Lenin, il più grande interprete dei fondatori del marxismo, Marx e Engels, propone qui un vero e proprio manifesto sull’applicazione dei principi rivoluzionari, soffermandosi sul problema dello Stato.

“Quando esiste lo stato, non vi può essere libertà. Quando vi è libertà, non può esistere lo Stato”.

Lenin intende pertanto stabilire l’autentica concezione marxiana dello Stato, inteso quale stumento dell’oppressione di classe, contro le deformazioni della dottrina operate dagli “opportunisti”, i socialisti.
L’idea di stato e rivoluzione era quella di ovviare alla mancanza totale di aiuto che la sinistra (la socialdemocrazia) occidentale stava dando non solo alla fine immediata della guerra mondiale, ma anche alla trasformazione della guerra imperialistica in guerra civile all’interno di ogni singolo paese belligerante.
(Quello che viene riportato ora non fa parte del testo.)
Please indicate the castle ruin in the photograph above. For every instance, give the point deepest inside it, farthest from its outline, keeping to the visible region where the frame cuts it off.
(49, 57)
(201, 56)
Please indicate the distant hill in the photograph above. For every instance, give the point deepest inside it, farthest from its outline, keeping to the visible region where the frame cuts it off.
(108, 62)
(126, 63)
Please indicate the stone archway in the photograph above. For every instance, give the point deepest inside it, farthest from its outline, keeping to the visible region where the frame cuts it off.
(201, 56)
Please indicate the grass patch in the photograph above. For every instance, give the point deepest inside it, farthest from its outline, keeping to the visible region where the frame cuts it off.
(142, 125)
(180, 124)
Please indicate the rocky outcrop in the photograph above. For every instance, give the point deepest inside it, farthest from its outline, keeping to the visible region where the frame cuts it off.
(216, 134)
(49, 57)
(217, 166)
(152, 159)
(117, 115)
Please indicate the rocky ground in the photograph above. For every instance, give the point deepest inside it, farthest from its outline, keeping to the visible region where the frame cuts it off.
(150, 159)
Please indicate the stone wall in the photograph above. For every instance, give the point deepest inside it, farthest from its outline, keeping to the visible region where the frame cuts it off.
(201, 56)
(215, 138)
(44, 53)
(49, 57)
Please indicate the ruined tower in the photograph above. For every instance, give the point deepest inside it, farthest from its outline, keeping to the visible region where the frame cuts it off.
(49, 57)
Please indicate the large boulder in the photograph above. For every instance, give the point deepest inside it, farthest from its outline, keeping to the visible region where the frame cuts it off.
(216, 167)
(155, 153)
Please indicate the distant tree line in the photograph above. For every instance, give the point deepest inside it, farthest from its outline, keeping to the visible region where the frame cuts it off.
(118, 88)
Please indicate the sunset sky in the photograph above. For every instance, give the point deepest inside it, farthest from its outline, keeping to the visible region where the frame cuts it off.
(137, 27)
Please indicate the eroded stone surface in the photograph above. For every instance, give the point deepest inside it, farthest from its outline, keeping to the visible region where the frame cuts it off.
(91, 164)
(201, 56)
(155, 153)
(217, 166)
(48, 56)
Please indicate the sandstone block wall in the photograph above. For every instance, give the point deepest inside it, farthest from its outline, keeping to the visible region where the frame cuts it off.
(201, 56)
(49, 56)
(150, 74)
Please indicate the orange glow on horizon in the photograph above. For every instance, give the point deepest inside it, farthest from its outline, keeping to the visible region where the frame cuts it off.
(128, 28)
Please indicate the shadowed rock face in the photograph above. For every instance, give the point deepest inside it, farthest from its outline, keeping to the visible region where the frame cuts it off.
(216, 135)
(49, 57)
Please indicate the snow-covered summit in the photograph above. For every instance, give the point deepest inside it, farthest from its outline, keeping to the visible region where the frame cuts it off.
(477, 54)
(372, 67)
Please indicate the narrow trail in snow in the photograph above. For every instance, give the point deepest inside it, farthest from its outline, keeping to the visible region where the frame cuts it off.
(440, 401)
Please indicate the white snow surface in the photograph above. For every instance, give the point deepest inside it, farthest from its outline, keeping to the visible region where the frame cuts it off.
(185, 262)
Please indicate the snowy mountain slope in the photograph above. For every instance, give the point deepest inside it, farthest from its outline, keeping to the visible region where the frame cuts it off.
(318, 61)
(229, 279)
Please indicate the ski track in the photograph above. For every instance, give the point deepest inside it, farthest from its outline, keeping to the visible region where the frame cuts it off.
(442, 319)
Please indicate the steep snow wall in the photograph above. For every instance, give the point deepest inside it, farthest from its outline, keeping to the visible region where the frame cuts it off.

Entrambe le condizioni avrebbero aiutato moltissimo lo svolgimento della Rivoluzione in Russia.
Lenin da tempo era convinto che la Russia avrebbe dovuto realizzare la rivoluzione socialista da sola, senza l’aiuto di alcun movimento progressista europeo.

Vladimir Lenin (1870-1924) è stato un rivoluzionario e politico russo, fondatore dell’Unione Sovietica. Ideologicamente marxista, le sue teorie politiche sono state poi riconosciute come “leninismo”.